– Não posso entrar no banho agora! – exclamou a Marcinha.
Estranhei:
– Ué? Por quê?
– Preciso ouvir o julgamento!
É que chegava ao seu desfecho o julgamento do caso do menino Bernardo e, pelo que percebi, gaúchos e gaúchas de todas as querências fizeram como a Marcinha: permaneceram, durante horas, prisioneiros da transmissão feita pela Rádio Gaúcha.
O julgamento mesmerizou as pessoas como se elas estivessem assistindo ao capítulo final de Avenida Brasil. Só vi coisa igual em 1990, no julgamento de Antônio Dexheimer. Ele era acusado pelo assassinato de José Antônio Daudt.
Na época, eu era repórter de política, setorista da Assembleia Legislativa. Foi lá que conheci Dexheimer, que estava no fim de seu mandato como deputado estadual. Gostava dele. Era uma pessoa afável, inteligente e com senso de humor. Uma personalidade decididamente interessante. Travamos boas conversas durante as pausas para o cafezinho, no saguão do plenário. Numa dessas, Dexheimer me contou que pretendia escrever um livro sobre o que havia acontecido com ele no Caso Daudt. Ouvi aquilo e lamentei em silêncio: eu é que queria escrever aquela história.
Dexheimer foi absolvido, voltou para Erechim e foi eleito prefeito. Três anos já se tinham passado e nada de o livro sair. Foi então que li uma pequena notícia em Zero Hora informando que ele havia desistido de escrever a história. Ao chegar ao ponto final, saltei da cadeira. Marchei imediatamente para o departamento pessoal do jornal em que trabalhava e pedi demissão. Depois, liguei para Dexheimer e avisei:
– Estou indo para Erechim amanhã para escrever o livro sobre tua participação no Caso Daudt.
Ele vacilou:
– Não… espera um pouco… temos que pensar e…
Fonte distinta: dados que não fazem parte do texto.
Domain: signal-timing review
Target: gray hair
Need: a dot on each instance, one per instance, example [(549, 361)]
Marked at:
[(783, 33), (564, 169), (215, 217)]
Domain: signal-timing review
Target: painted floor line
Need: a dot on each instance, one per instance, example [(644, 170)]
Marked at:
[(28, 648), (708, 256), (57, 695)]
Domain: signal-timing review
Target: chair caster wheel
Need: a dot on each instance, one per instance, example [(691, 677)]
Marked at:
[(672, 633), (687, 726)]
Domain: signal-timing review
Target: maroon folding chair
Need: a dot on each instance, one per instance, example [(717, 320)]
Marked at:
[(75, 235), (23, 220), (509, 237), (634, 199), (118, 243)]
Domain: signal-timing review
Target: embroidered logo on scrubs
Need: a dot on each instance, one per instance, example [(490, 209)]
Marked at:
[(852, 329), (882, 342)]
– Amanhã conversamos! – interrompi. – Vou arrumar minhas coisas!
Não dei tempo para que ele argumentasse. Comprei passagem de ônibus para Erechim e naquela noite mesmo já estava a caminho. Chegando lá, é evidente que o convenci a me dar o depoimento. Em 40 dias de trabalho obsessivo, entreguei o livro para a editora.
Hoje, não seria mais tão impetuoso – tenho mais responsabilidades e quem tem mais responsabilidades tem mais medo.
Essa é outra das grandes perdas que sobrevêm com a idade, além da visão de perto: o desassombro. Nos anos 1990, sem dinheiro no banco ou parentes importantes, simplesmente pedi demissão de um bom emprego e me aventurei em um projeto incerto. Hoje, ficaria cogitando, pingando reticências no meu ímpeto…
Agora, no julgamento do Caso Bernardo, senti ganas de pegar a história pelas crinas e montar nela. É uma trama muito forte. Muito cruel. E, por isso mesmo, muito atrativa, tanto que paralisou o Rio Grande em uma semana de Gre-Nal.
Mas a minha vontade de submergir no caso passou ao ver uma cena pelo portal GaúchaZH: foi quando o advogado de defesa chamou o pai do menino assassinado, Leandro Boldrini, e o postou diante dos jurados.
Boldrini não fez nada além de caminhar até o ponto indicado e lá ficar parado. O problema é que ele vestia uma camiseta branca em que estavam impressas, em azul, as marcas de dois pequenos pés de criança. Eram os pés de sua outra filha. Havia também uma mensagem gravada na camiseta, supostamente uma frase da menina: “Pai, eu sigo seus passos”. Boldrini manteve-se de pé, em silêncio, as mãos ao longo do corpo, enquanto o advogado pedia sua absolvição, falando aos jurados na segunda pessoa do plural:
– Absolvei!
A encenação me causou certa repugnância. Boldrini estava sendo acusado de ter tramado a morte do próprio filho e, para se livrar, usava a imagem de uma filha com quem nem convive (está há quase cinco anos preso), a fim de provar que é bom pai. Era uma pantomima vulgar e apelativa. Boldrini, dentro daquela camiseta, pareceu-me um ser humano menor, um homem de personalidade débil, que topa participar de qualquer farsa em troca de uma vantagem. Quem teria interesse em um personagem assim?
Continuei acompanhando o julgamento, só que agora com mais melancolia do que excitação. Esse foi um caso triste. A vida daquele menino foi triste. Sua morte, mais triste ainda. Nunca será esquecida. Mas não quero mais me lembrar.